| 1 | # Overview # |
| 2 | |
| 3 | A few thoughts for use in future obfuscated programs. |
| 4 | |
| 5 | |
| 6 | # Digraphs, Trigraphs and Syntax Highlighting # |
| 7 | |
| 8 | At this point, trigraphs betray their presence by requiring compiler flags, |
| 9 | making any direct benefit for obfuscation dubious. |
| 10 | |
| 11 | However, trigraphs cause many syntax highlighting packages to incorrectly |
| 12 | highlight the source code.
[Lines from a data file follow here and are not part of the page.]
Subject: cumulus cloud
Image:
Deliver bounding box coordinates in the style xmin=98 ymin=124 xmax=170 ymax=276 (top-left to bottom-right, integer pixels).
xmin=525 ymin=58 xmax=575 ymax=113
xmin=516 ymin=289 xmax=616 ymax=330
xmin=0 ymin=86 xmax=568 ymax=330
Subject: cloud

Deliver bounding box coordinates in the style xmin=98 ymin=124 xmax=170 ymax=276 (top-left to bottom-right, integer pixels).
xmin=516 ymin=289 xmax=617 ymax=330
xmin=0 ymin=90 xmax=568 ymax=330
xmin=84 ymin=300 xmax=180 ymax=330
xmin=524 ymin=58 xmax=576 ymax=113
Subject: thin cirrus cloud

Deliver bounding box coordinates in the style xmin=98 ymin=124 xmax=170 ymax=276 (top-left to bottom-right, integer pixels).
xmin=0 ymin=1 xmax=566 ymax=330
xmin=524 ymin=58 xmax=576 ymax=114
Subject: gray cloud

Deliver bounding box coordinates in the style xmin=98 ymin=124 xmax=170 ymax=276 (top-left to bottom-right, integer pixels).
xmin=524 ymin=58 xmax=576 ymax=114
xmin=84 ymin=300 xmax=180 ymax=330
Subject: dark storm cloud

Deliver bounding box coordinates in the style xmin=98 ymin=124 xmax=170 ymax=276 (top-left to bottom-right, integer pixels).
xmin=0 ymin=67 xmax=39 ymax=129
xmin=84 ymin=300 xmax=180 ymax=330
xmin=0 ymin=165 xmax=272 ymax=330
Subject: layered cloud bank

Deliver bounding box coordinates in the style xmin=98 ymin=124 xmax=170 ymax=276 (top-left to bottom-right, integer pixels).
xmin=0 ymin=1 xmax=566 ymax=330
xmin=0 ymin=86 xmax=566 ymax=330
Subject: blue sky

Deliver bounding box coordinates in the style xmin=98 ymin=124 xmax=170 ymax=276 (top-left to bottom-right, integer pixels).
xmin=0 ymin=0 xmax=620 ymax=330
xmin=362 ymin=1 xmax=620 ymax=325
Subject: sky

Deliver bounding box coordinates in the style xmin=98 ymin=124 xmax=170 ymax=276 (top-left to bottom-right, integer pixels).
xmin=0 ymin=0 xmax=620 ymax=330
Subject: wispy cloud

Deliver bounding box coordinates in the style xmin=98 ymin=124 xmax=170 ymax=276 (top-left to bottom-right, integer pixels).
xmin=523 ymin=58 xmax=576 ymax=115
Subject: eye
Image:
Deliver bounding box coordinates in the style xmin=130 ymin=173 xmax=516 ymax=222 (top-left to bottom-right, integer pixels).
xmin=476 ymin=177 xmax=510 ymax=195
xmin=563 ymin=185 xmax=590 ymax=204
For example, the following code snippet frequently |
| 13 | displays the `exit(0);` line as code rather than comment when processed by |
| 14 | syntax highlighting programs which miss the trigraph `??/` converting to `\`, |
| 15 | thereby escaping the newline and creating a two line comment. |
| 16 | |
| 17 | // Should I exit early?????/ |
| 18 | exit(0); |
| 19 | |
| 20 | As long as syntax highlighting is kept sane elsewhere in an obfuscated program, |
| 21 | the user may gradually come to trust it, perhaps allowing an instance or two of |
| 22 | trigraph-induced syntax highlighting failure to slip past the reader. |
| 23 | |
| 24 | Of course, readers may run the equivalent of a search and replace, condensing |
| 25 | trigraphs to their single character equivalent. Since the CPP does an |
| 26 | equivalent search and replace before performing any other processing, this is |
| 27 | safe. On the other hand, digraphs are dealt with during the tokenization |
| 28 | process, meaning that a simple search-and-replace by the user is not |
| 29 | necessarily a safe transformation of the source code. Is it possible to include |
| 30 | two important digraphs hidden amongst frivolous usage, such that |
| 31 | |
| 32 | - one digraph breaks syntax highlighting in a useful way, like the example |
| 33 | demonstrated above, and |
| 34 | |
| 35 | - the other digraph isn't a real digraph, rather being something which breaks |
| 36 | the program if digraphs are converted with a simple search-and-replace? |
| 37 | |
| 38 | One possible example of the 'false' digraph would be embedding the characters |
| 39 | inside another token, perhaps a multi-part string split across multiple lines? |
| 40 | If a naive search-and-replace would convert the string into something |
| 41 | syntax-breaking, then the reader may avoid doing a digraph conversion before |
| 42 | reading the source, despite knowing such digraphs are there, and thus may be |
| 43 | tricked into believing lies from their syntax highlighter. |
| 44 | |
| 45 | I suppose that leads to the natural question: Do people typically do a |
| 46 | search-and-replace for digraphs when reading obfuscated code, or do they use a |
| 47 | more language-aware method? |